Species and strain: Crl:WI Wistar rats
Source: Charles River Laboratories, Research Models and Services, Germany, from SPF colony
Hygienic conditions: standard laboratory conditions
Number of animals: 48 male, 48 female rats, 12 animals/sex/group, 4 groups
Age of animals: young adult rats, approximately 10 weeks old at start and 12 weeks old at mating
Body weight range: males: 408-443 g, females: 240-267 g; did not exceed ±20 % of the mean weight for each sex at onset of treatment
Acclimation period: 5 days

Husbandry
Animal health: only healthy animals were used for the test, as certified by the clinical veterinarian.

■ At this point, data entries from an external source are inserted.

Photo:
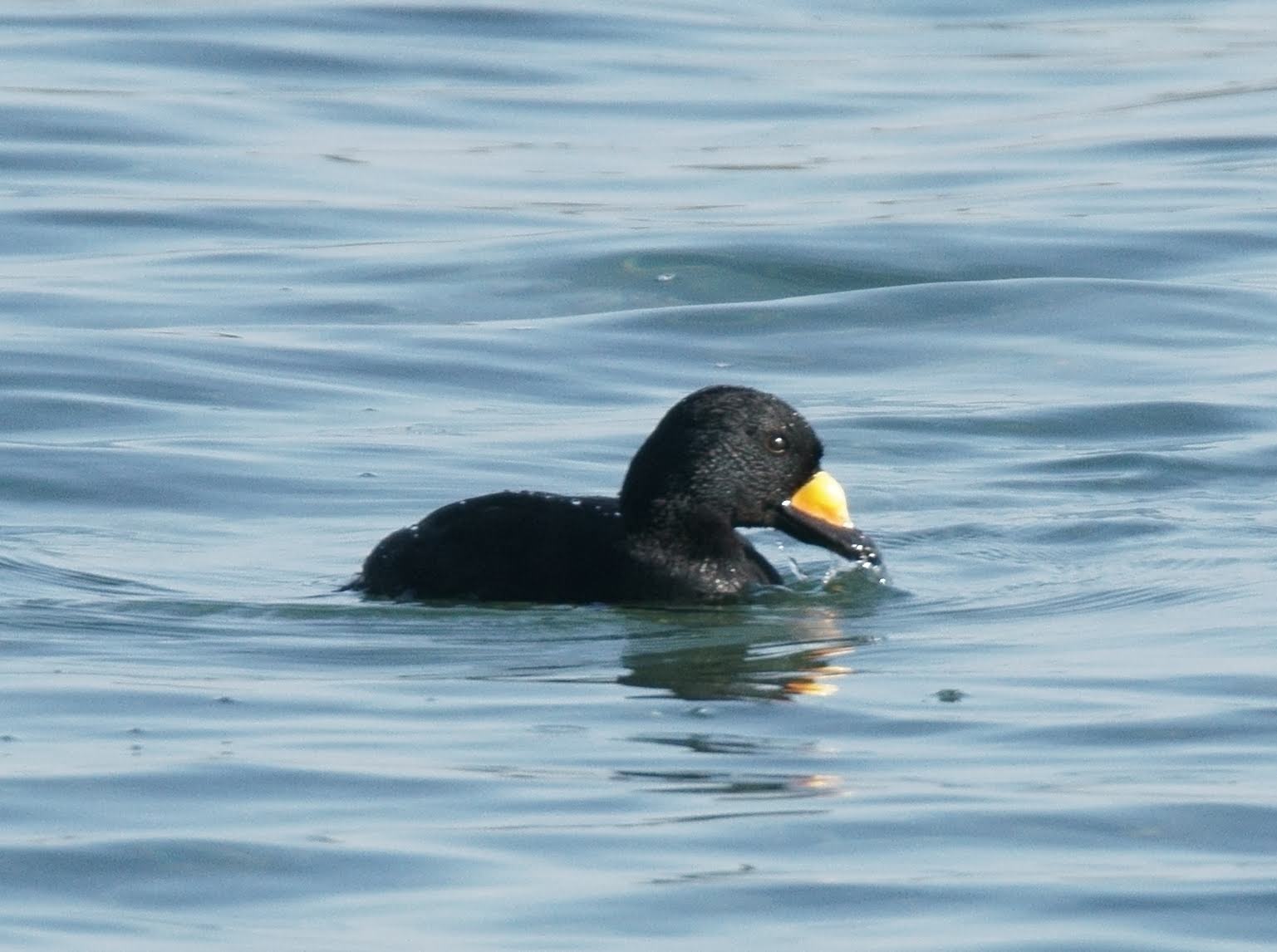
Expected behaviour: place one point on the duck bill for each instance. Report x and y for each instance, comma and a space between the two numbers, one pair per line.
818, 514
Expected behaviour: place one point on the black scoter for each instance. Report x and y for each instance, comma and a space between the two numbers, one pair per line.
723, 457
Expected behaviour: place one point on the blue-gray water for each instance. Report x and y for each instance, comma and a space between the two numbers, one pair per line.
281, 277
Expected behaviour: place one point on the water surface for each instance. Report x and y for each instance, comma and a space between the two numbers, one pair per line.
280, 277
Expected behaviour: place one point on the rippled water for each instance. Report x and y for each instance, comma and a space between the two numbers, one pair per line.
281, 277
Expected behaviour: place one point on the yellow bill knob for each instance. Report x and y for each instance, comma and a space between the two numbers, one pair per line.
823, 498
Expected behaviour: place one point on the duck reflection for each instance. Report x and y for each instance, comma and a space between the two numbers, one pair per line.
737, 655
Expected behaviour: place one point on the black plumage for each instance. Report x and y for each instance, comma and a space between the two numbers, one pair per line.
723, 457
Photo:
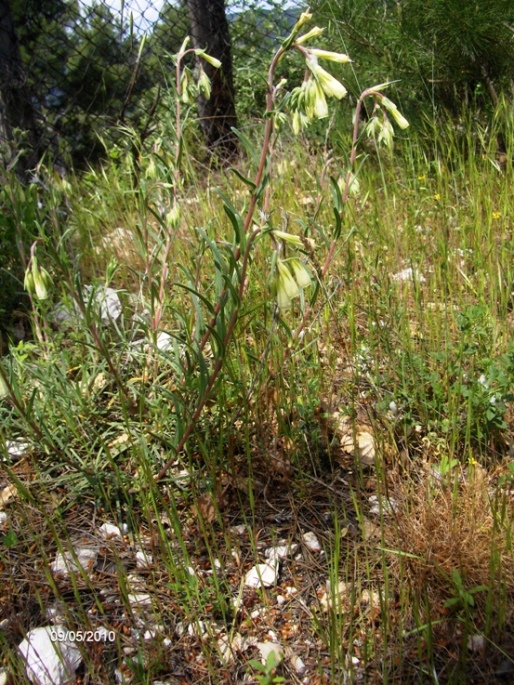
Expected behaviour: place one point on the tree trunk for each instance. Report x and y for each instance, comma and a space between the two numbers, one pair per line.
16, 111
209, 30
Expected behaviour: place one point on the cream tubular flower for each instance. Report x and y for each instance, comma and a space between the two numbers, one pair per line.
339, 57
286, 282
204, 84
288, 238
386, 134
208, 58
320, 103
301, 275
393, 110
331, 86
304, 18
283, 301
299, 122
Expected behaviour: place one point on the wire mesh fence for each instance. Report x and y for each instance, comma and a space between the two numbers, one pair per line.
92, 65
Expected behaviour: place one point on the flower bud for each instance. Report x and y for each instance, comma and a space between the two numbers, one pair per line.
42, 280
173, 216
4, 390
386, 134
313, 33
283, 301
28, 282
185, 87
204, 84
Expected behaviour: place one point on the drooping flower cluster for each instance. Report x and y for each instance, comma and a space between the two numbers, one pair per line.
379, 125
189, 89
309, 101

Females were nulliparous and non-pregnant.
Cage type: type II polycarbonate
Bedding: LIGNOCEL ¾ S certified wooden chips produced by J. Rettenmaier & Söhne GmbH+Co.KG, Germany
Nesting: Arbocel nest building material produced by J. Rettenmaier & Söhne GmbH+Co.KG, Germany
Light: 12 hours daily
Temperature: 19.0 – 24.8 °C
Relative humidity: 24 – 69 %
Ventilation: 15-20 air exchanges/hour
Housing/Enrichment: rodents were group-housed, up to 4 animals of the same sex and dose group/cage with the exception of the mating and gestation/delivery period when they were paired or individually housed, respectively

Food and water supply
Animals received ssniff SM R/M "Autoclavable complete diet for rats and mice – breeding and maintenance" produced by ssniff Spezialdiäten GmbH, Germany, ad libitum, and tap water from the municipal supply from a 500 mL bottle, ad libitum. The food is considered not to contain any contaminants that could reasonably be expected to affect the purpose or integrity of the study.

Animal identification
Each parental/adult animal (P Generation) was identified by a unique number within the study, written with indelible ink on the tail.

Route of administration:

oral: gavage

Details on route of administration:

The dosing solutions were administered to the test substance or vehicle-treated (control) animals daily on a 7 days/week basis, by oral gavage using a tipped gavage needle attached to a syringe. A constant volume of 5 mL/kg bw were administered to all animals. The actual volume to be administered were calculated and adjusted based on each animal’s most recent body weight.

Vehicle:

olive oil

Details on oral exposure:

The test substance was formulated in the vehicle with a pestle and mortal or with a “Ultra Turrax T-25” mixer. Formulations were prepared daily. Male and female rats were treated for 2 weeks pre-mating and then during the mating/post-mating periods. This was 28 days in total for males. Females were treated throughout gestation and up to and including post-partum/lactation Day (PPD) 4.

Analytical verification of doses or concentrations:

yes

Details on analytical verification of doses or concentrations:

Analysis of test substance formulations for concentration and homogeneity was performed using a validated LC-MS Method. Top, middle and bottom duplicate samples were taken and analysed from test substance formulations on 3 occasions. One set was collected for analysis and one set as a back-up, if required for any confirmatory analyses. Similarly, one sample was taken on each occasion in duplicate from the middle of the vehicle control solution (Group 1) to confirm the absence of test substance.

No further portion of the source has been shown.